Aile, aklımı fazlasıyla meşgul eden kavramlardan biri. İlkokul ders kitaplarında yer alan “anne, baba ve çocuklardan oluşan, toplumun en küçük birimi” gibi sınırlayıcı, tutucu “aile” tanımını rahatsız edici buluyorum. Bu tanımı okuyan çocuk, “bir annem bir de babam olmalı, normali bu.” diye düşünüyor büyük olasılıkla. Oysa hayat hiç de böyle değil. Bekâr annesi, bekâr babası ya da bir akrabası ile yaşayan binlerce çocuk olduğu gibi, anne babasız ya da koruyucu aileyle yaşayan çocukların sayısı da hiç azımsanacak gibi değil…
İşte, “Fil Kadar Küçük” adlı romanda da bekâr annesi ile yaşayan Jack’in dünyası anlatılıyor. Jack ile manik depresif rahatsızlığı olan annesi üç günlük çadır kampı yapmak için yola çıkarlar. Gece yarısı kampa ulaşırlar. Jack, ertesi sabah uyandığında annesinin gitmiş olduğunu fark eder. Bir yandan kimseye annesinin yokluğunu hissettirmemeye çalışırken bir yandan da onu bulmanın yollarını arar. Jack’in iç dünyasında ve dışarıdaki hayatta yolculuğunda ona eşlik ederiz.

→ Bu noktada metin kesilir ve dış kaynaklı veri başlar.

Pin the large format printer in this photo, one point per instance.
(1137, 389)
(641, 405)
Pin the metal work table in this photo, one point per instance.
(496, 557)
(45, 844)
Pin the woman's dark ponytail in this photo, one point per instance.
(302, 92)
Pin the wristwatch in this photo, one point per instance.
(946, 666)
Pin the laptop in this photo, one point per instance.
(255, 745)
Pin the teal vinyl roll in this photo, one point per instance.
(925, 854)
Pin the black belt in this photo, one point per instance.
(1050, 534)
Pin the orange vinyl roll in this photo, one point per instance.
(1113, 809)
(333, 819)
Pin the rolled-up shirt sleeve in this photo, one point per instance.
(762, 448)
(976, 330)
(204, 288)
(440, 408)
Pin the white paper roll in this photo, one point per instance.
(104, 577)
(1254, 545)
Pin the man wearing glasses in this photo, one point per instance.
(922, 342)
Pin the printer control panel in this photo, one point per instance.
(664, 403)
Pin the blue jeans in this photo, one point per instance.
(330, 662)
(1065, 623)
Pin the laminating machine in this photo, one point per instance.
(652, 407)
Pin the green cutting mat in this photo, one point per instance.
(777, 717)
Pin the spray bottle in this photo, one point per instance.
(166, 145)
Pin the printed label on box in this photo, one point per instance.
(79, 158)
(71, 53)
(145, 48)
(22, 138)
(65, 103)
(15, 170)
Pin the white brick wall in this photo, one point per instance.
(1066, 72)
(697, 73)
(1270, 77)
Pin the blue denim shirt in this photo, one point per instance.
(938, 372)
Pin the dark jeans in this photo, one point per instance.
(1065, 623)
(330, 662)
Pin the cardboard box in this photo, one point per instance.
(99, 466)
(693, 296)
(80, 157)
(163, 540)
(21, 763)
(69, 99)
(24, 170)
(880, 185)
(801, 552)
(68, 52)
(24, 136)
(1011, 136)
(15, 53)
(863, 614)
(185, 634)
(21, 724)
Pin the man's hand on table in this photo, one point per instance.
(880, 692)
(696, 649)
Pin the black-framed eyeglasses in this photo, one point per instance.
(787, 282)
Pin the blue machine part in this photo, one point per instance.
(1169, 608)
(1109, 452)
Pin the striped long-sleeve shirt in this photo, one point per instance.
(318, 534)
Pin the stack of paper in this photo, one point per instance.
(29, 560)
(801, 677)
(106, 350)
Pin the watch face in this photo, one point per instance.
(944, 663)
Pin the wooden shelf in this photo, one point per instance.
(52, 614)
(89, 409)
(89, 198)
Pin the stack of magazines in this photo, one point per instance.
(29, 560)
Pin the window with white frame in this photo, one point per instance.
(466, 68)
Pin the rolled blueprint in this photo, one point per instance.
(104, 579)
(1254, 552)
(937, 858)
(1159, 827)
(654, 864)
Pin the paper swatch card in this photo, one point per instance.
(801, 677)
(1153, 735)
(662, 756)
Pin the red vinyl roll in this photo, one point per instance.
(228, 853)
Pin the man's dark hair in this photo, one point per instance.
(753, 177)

Yolculuk boyunca başına kötü bir şey gelmesinden kaygılanır, onun için üzülür ve bir an önce işlerin yoluna girmesini dileriz. Eğer yazınsal bir kitabı okurken ana karakter için böylesi duygular yaşayabiliyorsak yazar, işini iyi yapmış demektir.
“Kâğıttan Şeyler” adlı romanını da çok beğendiğim Jennifer Richard Jacobson takip edilecek yazarlardan biri. Bu iki kitabı da 10 yaş ve üzeri herkese öneririm.